Parfaite anti-métaphysique
Parmi tous les hétéronymes inventés par Fernando Pessoa, Alberto Caeiro est un des plus intéressants et sans doute le plus beckettien du lot. A l’inverse d’Alvaro de Campos, le grand créateur d’allégories universelles, propagateur de modernité, cet épigone se méfie des fables fussent-elles affables et des étirements plus ou moins brillants. Il préfère dire “juste” — et profond: “je dors pour la même raison que je me réveille / et c’est dans l’entre deux que j’existe”. D’une certaine manière tout est dit.
Celui qui se fait héros sans envergure, simple passant témoin des chemins qu’il emprunte, trouve là de quoi enrichir sa conscience. Le peu qu’elle semble être fait de lui un sage même lorsqu’il s’agit d’aborder la mort à venir : « Non pas penser mais voir », ne rien quémander, accepter et attendre selon un périple moins long que ceux des héros qui, dans leur passivité, espèrent encore un peu.

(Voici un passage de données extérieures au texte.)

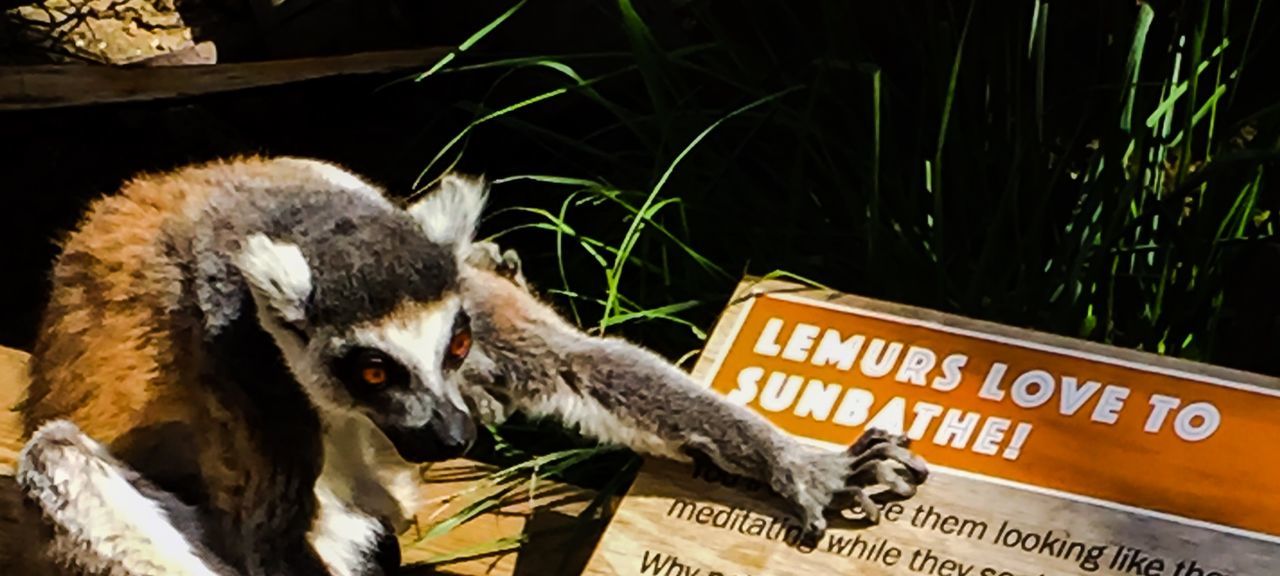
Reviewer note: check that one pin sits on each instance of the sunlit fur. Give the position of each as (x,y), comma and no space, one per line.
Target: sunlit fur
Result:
(192,325)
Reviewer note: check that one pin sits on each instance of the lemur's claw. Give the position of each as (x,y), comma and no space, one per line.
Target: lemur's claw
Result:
(881,458)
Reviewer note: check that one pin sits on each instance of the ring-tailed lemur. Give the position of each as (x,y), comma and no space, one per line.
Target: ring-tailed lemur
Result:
(228,333)
(533,360)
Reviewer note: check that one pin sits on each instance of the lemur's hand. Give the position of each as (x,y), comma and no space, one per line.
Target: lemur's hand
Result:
(840,481)
(489,256)
(881,458)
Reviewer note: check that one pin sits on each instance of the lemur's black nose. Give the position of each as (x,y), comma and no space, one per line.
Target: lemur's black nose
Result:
(448,434)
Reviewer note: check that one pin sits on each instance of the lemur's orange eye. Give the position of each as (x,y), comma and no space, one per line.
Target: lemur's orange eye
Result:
(374,375)
(460,344)
(364,369)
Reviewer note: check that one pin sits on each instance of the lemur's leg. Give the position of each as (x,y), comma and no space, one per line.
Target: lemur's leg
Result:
(617,392)
(105,519)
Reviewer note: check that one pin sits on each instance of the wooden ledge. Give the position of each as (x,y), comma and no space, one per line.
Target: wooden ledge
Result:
(76,85)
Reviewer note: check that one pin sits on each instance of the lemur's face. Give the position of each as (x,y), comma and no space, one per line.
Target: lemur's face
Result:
(396,371)
(364,304)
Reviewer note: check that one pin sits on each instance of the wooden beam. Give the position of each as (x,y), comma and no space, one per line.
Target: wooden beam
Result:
(77,85)
(547,517)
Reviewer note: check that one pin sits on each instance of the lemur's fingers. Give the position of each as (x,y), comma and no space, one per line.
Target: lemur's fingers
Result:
(856,498)
(882,472)
(887,452)
(877,435)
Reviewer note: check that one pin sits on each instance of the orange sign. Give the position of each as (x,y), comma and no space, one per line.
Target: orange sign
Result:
(1120,433)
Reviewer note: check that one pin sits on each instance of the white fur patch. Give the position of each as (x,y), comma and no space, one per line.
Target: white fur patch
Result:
(595,421)
(278,274)
(451,213)
(341,535)
(109,526)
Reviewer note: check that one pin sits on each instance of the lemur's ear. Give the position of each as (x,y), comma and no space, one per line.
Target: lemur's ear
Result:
(279,278)
(451,211)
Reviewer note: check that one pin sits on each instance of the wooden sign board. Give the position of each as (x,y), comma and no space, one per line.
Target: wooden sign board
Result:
(1050,456)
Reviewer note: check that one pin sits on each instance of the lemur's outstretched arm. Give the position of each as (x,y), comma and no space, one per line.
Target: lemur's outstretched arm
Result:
(531,360)
(97,517)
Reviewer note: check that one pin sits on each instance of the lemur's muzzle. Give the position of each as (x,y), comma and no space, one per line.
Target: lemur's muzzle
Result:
(448,434)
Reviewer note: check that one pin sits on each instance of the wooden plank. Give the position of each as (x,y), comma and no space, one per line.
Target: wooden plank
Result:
(58,86)
(547,517)
(1095,488)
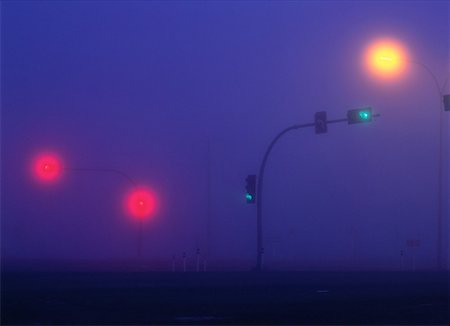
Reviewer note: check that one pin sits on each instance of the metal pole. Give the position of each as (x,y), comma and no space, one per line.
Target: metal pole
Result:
(440,174)
(140,233)
(259,193)
(260,183)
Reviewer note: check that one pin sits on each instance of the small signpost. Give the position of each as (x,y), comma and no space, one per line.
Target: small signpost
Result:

La poésie devient une parfaite anti-métaphysique et un parpaing dans la mare de ceux qui prétendent penser plus haut que la vie en en brouillant les cartes afin de cultiver une forme de cécité mentale. Caeiro opte au contraire — comme l’écrit Novarina — pour un “long exercice d’imbécilité” bien comprise.
Elle permet d’éviter des erreurs fondamentales. Celles “de ne vouloir comprendre que par l’intelligence” et “d’exiger du monde / Qu’il soit autre chose que le monde”.
N’existent pour Caeiro ni vérités ni certitudes. Tant sur le plan physique que moral : « j’accepte l’injustice comme j’accepte qu’une pierre ne soit pas ronde ». L’auteur — du moins son double — consent à l’indifférence — tendre ou non — du monde et du destin. Son double semble s’y enfoncer mais sa conscience reste aiguë là et où le consentement au “peu” est toujours de mise.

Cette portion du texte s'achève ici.